Relationship Annotations
Kubling supports a set of relationship annotations that allow you to define semantic links between objects in your schema. These annotations help the LLM understand how different components relate to each other, enabling it to reason more effectively when performing investigations, answering questions, or establishing cause-effect chains.
By annotating these relationships, you're essentially providing a simplified, declarative graph of interactions within your domain, something that would otherwise require extensive training.

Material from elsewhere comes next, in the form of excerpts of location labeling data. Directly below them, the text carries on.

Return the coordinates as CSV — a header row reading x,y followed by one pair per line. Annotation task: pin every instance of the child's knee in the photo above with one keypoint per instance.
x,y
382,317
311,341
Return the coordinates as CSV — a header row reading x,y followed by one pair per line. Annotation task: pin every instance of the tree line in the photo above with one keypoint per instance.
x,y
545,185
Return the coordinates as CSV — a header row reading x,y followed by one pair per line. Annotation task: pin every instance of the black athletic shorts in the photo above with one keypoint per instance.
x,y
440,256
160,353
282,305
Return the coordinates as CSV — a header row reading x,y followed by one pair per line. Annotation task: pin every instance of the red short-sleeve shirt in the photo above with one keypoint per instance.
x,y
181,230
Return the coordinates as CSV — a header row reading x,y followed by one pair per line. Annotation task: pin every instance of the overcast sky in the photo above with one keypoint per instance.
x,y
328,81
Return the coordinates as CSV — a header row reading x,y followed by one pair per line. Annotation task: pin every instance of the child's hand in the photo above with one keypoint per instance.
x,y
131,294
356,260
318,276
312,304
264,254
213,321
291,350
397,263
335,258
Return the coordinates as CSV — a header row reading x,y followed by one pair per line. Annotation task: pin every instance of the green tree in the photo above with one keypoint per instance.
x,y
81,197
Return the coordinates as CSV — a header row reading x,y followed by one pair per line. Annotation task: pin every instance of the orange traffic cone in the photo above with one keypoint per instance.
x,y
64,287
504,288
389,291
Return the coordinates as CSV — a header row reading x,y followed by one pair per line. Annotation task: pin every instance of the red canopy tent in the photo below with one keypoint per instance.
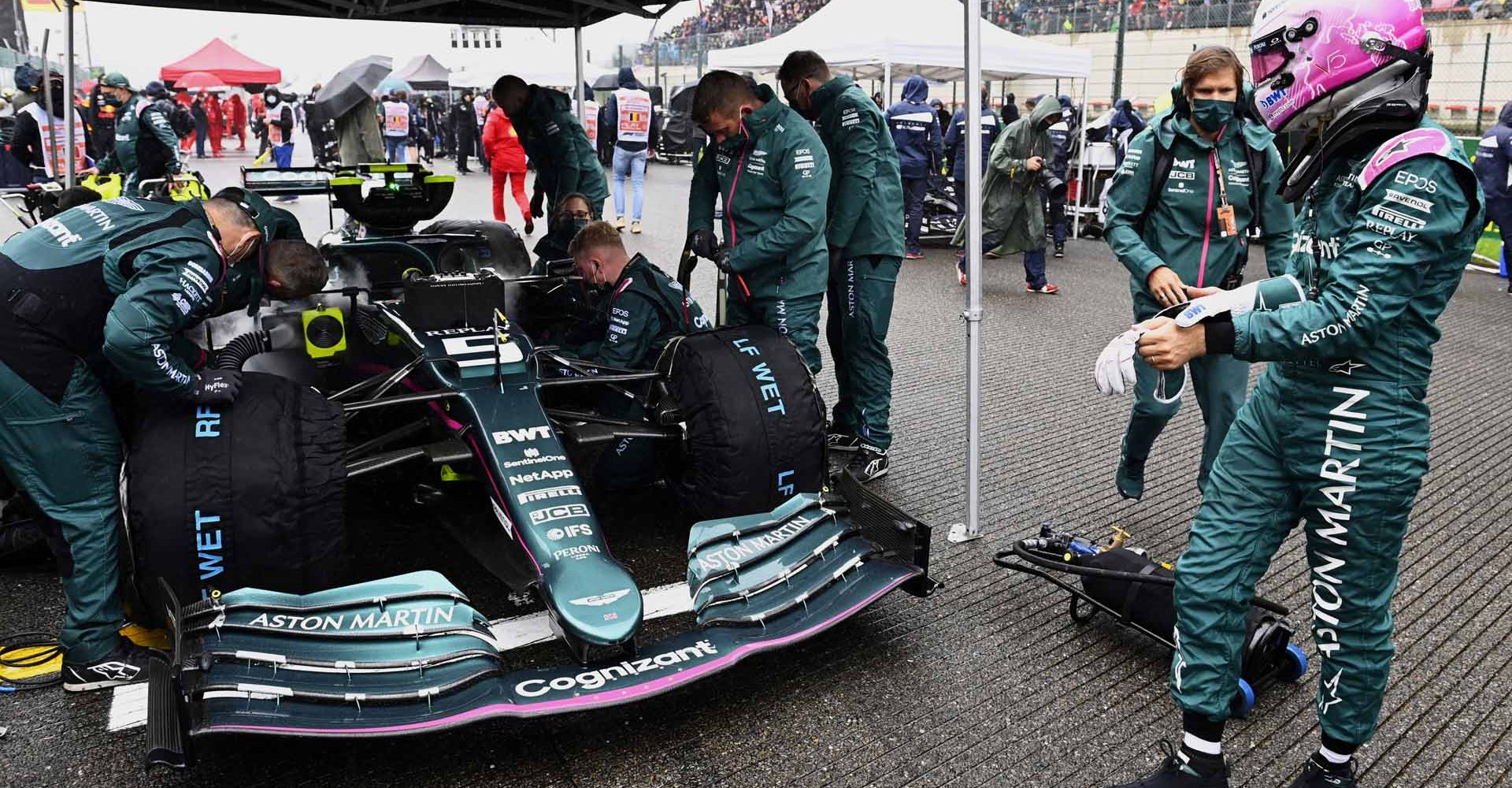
x,y
223,61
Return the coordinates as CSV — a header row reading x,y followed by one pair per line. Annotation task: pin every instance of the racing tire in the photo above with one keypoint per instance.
x,y
754,421
218,498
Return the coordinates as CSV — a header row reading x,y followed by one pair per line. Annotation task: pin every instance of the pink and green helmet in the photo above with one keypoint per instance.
x,y
1313,56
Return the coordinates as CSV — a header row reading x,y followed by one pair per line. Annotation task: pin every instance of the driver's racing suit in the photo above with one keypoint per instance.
x,y
98,288
1336,434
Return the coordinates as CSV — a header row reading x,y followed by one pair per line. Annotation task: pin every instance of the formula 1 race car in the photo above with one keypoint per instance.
x,y
433,365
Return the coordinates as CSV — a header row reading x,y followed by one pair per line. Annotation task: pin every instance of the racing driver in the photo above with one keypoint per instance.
x,y
97,294
1336,434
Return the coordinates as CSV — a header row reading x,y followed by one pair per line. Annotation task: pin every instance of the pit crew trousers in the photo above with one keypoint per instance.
x,y
794,318
861,309
67,455
1219,383
1344,455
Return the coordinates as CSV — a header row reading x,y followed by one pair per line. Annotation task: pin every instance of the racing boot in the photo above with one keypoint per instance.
x,y
1321,773
869,465
843,442
1184,769
1132,474
124,664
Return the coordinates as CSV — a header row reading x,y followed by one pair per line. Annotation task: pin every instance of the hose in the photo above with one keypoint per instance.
x,y
29,640
239,350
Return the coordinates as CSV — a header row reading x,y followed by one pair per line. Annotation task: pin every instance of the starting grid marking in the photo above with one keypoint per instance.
x,y
129,702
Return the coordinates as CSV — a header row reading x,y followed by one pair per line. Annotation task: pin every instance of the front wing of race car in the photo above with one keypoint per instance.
x,y
409,654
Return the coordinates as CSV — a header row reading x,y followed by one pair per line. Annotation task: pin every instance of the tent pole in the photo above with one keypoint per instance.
x,y
971,528
70,112
1081,162
576,62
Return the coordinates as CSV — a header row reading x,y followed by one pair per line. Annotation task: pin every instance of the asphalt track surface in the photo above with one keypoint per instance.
x,y
988,682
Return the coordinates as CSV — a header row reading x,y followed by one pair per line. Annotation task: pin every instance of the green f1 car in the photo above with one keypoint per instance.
x,y
433,355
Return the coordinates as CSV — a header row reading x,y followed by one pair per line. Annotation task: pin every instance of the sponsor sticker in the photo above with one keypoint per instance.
x,y
598,600
566,511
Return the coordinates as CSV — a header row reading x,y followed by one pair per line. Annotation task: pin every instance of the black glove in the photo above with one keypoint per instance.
x,y
217,386
705,243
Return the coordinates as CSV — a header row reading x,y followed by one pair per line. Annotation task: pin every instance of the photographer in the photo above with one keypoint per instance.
x,y
1178,214
1012,209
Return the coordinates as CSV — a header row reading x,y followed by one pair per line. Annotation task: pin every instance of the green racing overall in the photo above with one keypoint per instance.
x,y
775,177
1181,230
867,241
637,318
95,291
1337,431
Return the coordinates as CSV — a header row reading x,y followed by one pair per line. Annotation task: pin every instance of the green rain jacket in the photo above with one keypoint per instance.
x,y
775,177
865,185
1184,232
1390,232
1012,209
646,309
132,120
162,273
557,144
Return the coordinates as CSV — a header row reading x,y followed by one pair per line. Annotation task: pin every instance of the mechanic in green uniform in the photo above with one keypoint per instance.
x,y
97,294
1191,229
865,243
554,139
146,144
773,171
1337,431
642,310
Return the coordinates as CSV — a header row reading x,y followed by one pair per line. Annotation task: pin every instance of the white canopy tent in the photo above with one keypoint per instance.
x,y
925,37
920,37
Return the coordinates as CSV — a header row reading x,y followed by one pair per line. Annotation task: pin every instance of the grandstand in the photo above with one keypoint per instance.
x,y
736,23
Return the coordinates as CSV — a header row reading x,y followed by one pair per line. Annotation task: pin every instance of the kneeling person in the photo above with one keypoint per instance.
x,y
109,288
642,310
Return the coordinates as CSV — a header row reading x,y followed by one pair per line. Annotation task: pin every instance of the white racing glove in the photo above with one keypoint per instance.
x,y
1115,373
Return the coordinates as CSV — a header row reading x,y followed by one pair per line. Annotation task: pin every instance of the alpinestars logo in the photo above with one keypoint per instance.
x,y
596,679
117,671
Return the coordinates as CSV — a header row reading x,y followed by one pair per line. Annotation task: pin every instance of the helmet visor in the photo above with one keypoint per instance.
x,y
1269,55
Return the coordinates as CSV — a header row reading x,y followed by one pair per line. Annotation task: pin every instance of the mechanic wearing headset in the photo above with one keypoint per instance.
x,y
865,245
1191,229
642,310
554,139
775,176
1337,433
98,292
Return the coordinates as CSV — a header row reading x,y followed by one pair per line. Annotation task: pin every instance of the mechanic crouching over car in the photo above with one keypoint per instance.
x,y
97,297
643,310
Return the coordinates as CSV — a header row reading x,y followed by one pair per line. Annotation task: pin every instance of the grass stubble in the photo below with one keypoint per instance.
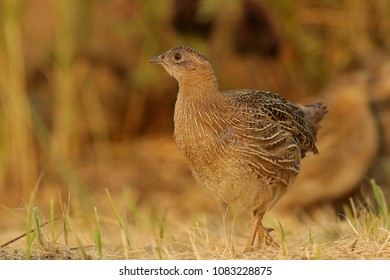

Supported Relationship Annotations
Kubling currently supports the following annotations:
relationships
— General associations between this object and others. Use when the direction or type of relationship is not essential.relationship_affects
— Indicates which objects this one can influence or change.relationship_affected_by
— Indicates which objects can influence or change this one.relationship_generates
— Denotes outputs or artifacts generated by this object.relationship_caused_by
— Used to express root-cause-like relationships, especially in diagnostic or event-driven systems.
Example
CREATE FOREIGN TABLE HORIZONTAL_POD_AUTOSCALER
(
...
)
OPTIONS(
...
ANNOTATION 'Represents a Kubernetes HorizontalPodAutoscaler (HPA), which automatically scales the number of pod replicas based on resource metrics.',
relationship_affects 'DEPLOYMENT, REPLICASET, STATEFULSET',
relationship_affected_by 'METRICS_SERVER'
);
In this example:
- The
HORIZONTAL_POD_AUTOSCALER
affects deployments, replicasets, and statefulsets—since it scales them. - It is affected by the
METRICS_SERVER
, which provides the metrics it uses to make scaling decisions.
Best Practices
-
Keep it simple
Use concise names for related entities, matching your schema object names, so the relationships are easy to resolve. -
Be directional when needed
Userelationship_affects
andrelationship_affected_by
when causality or flow matters. Userelationships
when direction is irrelevant or bi-directional. -
Duplicate intentionally
Even if two objects are connected, each should declare the relationship on its own side.
→ For example, ifA
affectsB
, thenB
should also declare it isaffected_by A
.
This ensures both objects are properly represented in the vector space and improves retrieval accuracy during reasoning. -
Align with your schema naming
Make sure the referenced entities match actual table or object names used in your schema for consistent mapping. Relationship annotations play a crucial role in enabling powerful multi-hop reasoning and investigation capabilities within the Kubling Agent Platform.